CSRD (Corporate Sustainability Reporting Directive)
The EU directive 2022/2464 that introduces expanded sustainability reporting requirements for companies above certain thresholds.
The Corporate Sustainability Reporting Directive (CSRD) is an EU directive that significantly expands the scope and depth of sustainability reporting for European companies. It replaces the previous Non-Financial Reporting Directive (NFRD) and broadens the reporting obligation to a much larger group of companies. Reports must be prepared according to the European Sustainability Reporting Standards (ESRS) and are subject to mandatory external audit.
The CSRD introduces the principle of double materiality: companies must report not only on how sustainability issues affect their own business (financial materiality), but also on how their activities impact people and the environment (impact materiality). This represents a fundamental change compared to previous voluntary reporting practices.

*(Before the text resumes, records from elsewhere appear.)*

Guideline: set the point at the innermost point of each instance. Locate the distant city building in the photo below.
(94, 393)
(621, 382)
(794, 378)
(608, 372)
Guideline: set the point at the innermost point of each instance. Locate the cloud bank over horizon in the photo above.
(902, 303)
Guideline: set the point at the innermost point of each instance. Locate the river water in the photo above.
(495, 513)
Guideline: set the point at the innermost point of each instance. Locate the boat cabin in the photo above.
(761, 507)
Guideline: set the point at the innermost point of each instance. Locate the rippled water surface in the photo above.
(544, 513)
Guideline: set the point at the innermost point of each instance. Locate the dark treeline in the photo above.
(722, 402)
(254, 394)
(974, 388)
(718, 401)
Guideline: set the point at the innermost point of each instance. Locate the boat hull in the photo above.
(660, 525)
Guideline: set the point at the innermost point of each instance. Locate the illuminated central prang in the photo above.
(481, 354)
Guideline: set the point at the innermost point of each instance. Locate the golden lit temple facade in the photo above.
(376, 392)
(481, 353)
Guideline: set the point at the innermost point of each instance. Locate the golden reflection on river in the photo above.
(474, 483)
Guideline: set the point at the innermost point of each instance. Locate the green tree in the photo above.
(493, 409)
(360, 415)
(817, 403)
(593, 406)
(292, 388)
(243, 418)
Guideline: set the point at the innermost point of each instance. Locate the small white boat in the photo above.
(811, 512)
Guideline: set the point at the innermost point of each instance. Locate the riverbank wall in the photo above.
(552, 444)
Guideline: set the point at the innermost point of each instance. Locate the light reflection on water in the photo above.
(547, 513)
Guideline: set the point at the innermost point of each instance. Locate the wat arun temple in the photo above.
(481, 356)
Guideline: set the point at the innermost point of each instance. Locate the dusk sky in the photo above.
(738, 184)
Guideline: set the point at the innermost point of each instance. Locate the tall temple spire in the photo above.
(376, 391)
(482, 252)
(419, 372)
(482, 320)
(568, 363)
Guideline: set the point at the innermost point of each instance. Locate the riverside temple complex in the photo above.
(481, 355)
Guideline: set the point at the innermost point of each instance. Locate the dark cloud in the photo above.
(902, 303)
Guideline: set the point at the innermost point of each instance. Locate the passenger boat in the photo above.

The rollout is phased: large public-interest entities with more than 500 employees began reporting for fiscal year 2024. Other large companies follow from 2025, and listed SMEs from 2026. Non-EU companies with significant EU business are also captured from 2028. For many companies, CSRD compliance requires significant investment in data collection, internal processes, and digital tooling.
Legal Basis
Directive (EU) 2022/2464 (CSRD); ESRS (delegated acts of the EU Commission); Directive 2013/34/EU (Accounting Directive)
Practical Example
A medium-sized German automotive supplier with 300 employees is not yet directly subject to CSRD. However, its largest customer — a publicly listed OEM — is required to report on its supply chain sustainability. The supplier is therefore requested to provide structured ESG data on energy consumption, workplace safety incidents, and anti-corruption measures. By implementing a compliance management platform, the company can systematically capture this data and provide it in CSRD-compatible format.